L'abilità di Praxiteles in bronzo ha fatto di nuovo titoli popolari nel 2004, quando il Cleveland Museum in Ohio ha acquistato in modo controverso una statua in bronzo di un giovane nudo in piedi per uccidere una lucertola su un albero o una colonna. Il tipo di figura è ben riconosciuto come derivante dal Sauroktonos ("Lizard Killer") realizzato da Prassitele a metà del IV secolo a.C. È noto da diverse copie romane su larga scala e numerose rappresentazioni su altri media. Tra le copie c'è un famoso bronzo della collezione Albani che nel 18 ° secolo J.J. Winckelmann esitò a considerare l'originale. Il fascino dell'originale in bronzo si rivelò una tentazione più forte quando fu annunciata per la prima volta la statua di Cleveland, con il museo stesso e diversi accademici di spicco che affermavano ottimisticamente che questa non era una copia tardiva ma il prototipo prassitiano stesso.

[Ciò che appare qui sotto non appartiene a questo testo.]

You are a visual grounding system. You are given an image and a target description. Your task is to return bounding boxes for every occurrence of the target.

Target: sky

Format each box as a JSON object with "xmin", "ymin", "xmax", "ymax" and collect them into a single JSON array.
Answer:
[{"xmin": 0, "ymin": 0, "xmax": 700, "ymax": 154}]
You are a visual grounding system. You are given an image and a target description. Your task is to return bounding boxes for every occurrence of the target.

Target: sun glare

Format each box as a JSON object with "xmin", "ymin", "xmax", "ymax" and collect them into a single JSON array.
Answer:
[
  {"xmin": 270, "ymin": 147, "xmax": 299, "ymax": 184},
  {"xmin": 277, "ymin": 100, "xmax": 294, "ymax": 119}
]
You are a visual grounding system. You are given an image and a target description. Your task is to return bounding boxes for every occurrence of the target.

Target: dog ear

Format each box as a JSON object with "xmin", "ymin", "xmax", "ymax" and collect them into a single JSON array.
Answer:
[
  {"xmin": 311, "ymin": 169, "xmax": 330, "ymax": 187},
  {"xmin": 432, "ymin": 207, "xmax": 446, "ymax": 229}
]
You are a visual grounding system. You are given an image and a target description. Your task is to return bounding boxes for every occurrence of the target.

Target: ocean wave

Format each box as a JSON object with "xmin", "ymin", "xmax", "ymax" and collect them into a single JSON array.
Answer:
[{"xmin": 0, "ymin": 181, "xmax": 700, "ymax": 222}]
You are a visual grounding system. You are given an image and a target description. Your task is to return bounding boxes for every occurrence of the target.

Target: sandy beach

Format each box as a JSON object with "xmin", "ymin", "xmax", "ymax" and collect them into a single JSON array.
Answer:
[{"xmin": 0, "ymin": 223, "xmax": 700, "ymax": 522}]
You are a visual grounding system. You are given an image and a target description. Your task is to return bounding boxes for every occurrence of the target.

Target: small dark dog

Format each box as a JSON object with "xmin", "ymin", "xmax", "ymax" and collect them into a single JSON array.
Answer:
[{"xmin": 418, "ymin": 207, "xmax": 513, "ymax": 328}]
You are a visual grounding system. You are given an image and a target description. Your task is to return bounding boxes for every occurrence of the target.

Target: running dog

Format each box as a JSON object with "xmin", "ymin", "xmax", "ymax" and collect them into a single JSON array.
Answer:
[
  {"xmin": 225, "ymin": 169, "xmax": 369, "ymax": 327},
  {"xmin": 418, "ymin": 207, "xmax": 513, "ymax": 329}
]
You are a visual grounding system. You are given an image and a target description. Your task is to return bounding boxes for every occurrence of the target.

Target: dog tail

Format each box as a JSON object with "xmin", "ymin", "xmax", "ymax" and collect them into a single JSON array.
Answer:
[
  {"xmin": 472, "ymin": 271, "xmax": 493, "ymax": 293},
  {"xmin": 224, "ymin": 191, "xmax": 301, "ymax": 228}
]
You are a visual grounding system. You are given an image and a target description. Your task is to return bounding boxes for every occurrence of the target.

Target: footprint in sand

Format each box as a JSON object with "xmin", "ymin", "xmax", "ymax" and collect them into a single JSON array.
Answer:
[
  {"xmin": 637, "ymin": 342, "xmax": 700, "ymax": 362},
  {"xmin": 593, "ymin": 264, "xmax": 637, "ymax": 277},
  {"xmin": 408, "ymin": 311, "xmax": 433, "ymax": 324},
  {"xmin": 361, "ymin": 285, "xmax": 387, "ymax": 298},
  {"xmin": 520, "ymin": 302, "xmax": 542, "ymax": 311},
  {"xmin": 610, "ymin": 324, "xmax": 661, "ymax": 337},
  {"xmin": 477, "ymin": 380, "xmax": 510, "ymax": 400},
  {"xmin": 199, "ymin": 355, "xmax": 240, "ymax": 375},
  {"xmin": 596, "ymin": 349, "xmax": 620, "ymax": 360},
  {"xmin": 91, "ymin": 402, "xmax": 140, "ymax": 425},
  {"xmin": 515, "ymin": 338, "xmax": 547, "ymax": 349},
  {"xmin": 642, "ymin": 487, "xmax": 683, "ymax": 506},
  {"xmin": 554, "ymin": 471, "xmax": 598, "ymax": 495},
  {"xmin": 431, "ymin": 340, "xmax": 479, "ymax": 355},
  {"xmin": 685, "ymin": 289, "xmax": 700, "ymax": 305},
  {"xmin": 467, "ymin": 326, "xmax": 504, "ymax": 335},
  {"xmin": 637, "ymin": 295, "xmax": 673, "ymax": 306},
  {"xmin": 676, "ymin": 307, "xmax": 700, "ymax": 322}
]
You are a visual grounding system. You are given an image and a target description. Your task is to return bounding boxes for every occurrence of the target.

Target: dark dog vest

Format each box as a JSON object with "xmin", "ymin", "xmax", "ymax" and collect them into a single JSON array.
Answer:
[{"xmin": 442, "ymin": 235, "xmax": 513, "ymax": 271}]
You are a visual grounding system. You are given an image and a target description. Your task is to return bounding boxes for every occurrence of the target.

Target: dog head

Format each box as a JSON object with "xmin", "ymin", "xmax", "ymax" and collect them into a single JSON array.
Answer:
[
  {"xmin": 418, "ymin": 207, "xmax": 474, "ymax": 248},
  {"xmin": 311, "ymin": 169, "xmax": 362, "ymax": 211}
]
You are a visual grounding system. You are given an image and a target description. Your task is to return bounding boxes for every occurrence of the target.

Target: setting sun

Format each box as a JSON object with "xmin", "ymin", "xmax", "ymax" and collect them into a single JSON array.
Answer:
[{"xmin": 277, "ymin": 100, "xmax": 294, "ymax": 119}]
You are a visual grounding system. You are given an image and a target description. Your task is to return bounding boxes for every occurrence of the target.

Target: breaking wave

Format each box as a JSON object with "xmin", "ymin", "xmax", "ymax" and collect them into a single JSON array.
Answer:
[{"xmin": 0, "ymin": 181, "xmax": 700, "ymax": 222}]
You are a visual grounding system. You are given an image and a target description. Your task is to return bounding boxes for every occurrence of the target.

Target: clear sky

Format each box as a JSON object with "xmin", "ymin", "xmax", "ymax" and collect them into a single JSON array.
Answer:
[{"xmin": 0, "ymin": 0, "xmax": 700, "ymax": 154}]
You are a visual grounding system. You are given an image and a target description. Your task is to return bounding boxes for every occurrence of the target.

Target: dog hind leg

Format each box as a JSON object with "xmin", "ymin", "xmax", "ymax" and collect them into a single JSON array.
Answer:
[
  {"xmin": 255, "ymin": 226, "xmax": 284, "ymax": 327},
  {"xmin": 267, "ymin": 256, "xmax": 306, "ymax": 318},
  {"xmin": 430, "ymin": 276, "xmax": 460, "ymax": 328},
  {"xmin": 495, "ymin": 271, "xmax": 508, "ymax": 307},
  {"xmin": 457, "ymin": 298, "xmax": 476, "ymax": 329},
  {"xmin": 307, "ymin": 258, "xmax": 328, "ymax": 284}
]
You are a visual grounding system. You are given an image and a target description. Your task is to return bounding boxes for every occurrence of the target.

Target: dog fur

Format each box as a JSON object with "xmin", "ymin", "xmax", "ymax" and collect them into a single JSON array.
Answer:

Nessuna di queste controverse statue appare in una grande mostra itinerante che ha aperto a Palazzo Strozzi a Firenze questa primavera, e ora viaggia al J. Paul Getty Museum di Los Angeles e alla National Gallery of Art di Washington, DC, ma la mostra continua ha diverse decine delle migliori e più interessanti sopravvissute dell'antica scultura in bronzo. Mentre le ramificazioni della copia e della replica sono tra i suoi temi principali, "Power and Pathos: Bronze Sculpture of the Hellenistic World" prende le distanze deliberatamente dalla preoccupazione di trovare originali classici. L'inclusione di una base di statua "firmata" per una scultura di Corinto realizzata dallo stesso Lisippo è un allettante promemoria di ciò che ci manca e che non potremo mai recuperare completamente. Concentrandosi sul mondo ellenistico (IV-I secolo a.C.), la mostra accende i riflettori su un periodo un po 'trascurato nella storia della scultura classica in bronzo. Offre opere stellari come lo straordinario studio sensibile nel tardo realismo ellenistico noto come "The Worried Man" di Delos, o il famoso Spinario, il ragazzo spinoso di Roma, che fa parte di una manciata di bronzi classici che non sarebbero mai stati sepolto o sommerso dall'antichità. Ma gran parte dell'eccitazione risiede nelle mostre meno conosciute. Tra questi c'è l'arresto della testa di bronzo di un uomo con un caratteristico cappello di feltro della Macedonia, una kausia, che è uno dei numerosi bronzi pescati dalle acque intorno all'isola di Kalymnos negli ultimi 20 anni. Probabilmente è un frammento di una statua ritratto allestita per onorare un re greco. Nient'altro rimane del monumento. Non sappiamo chi sia la sitter. Eppure, con le sue labbra aperte e lo sguardo intenso, la testa di Kalymnos fornisce la testimonianza più eloquente delle capacità espressive di una tradizione artistica che appare solo attraverso gli scorci dell'archeologia.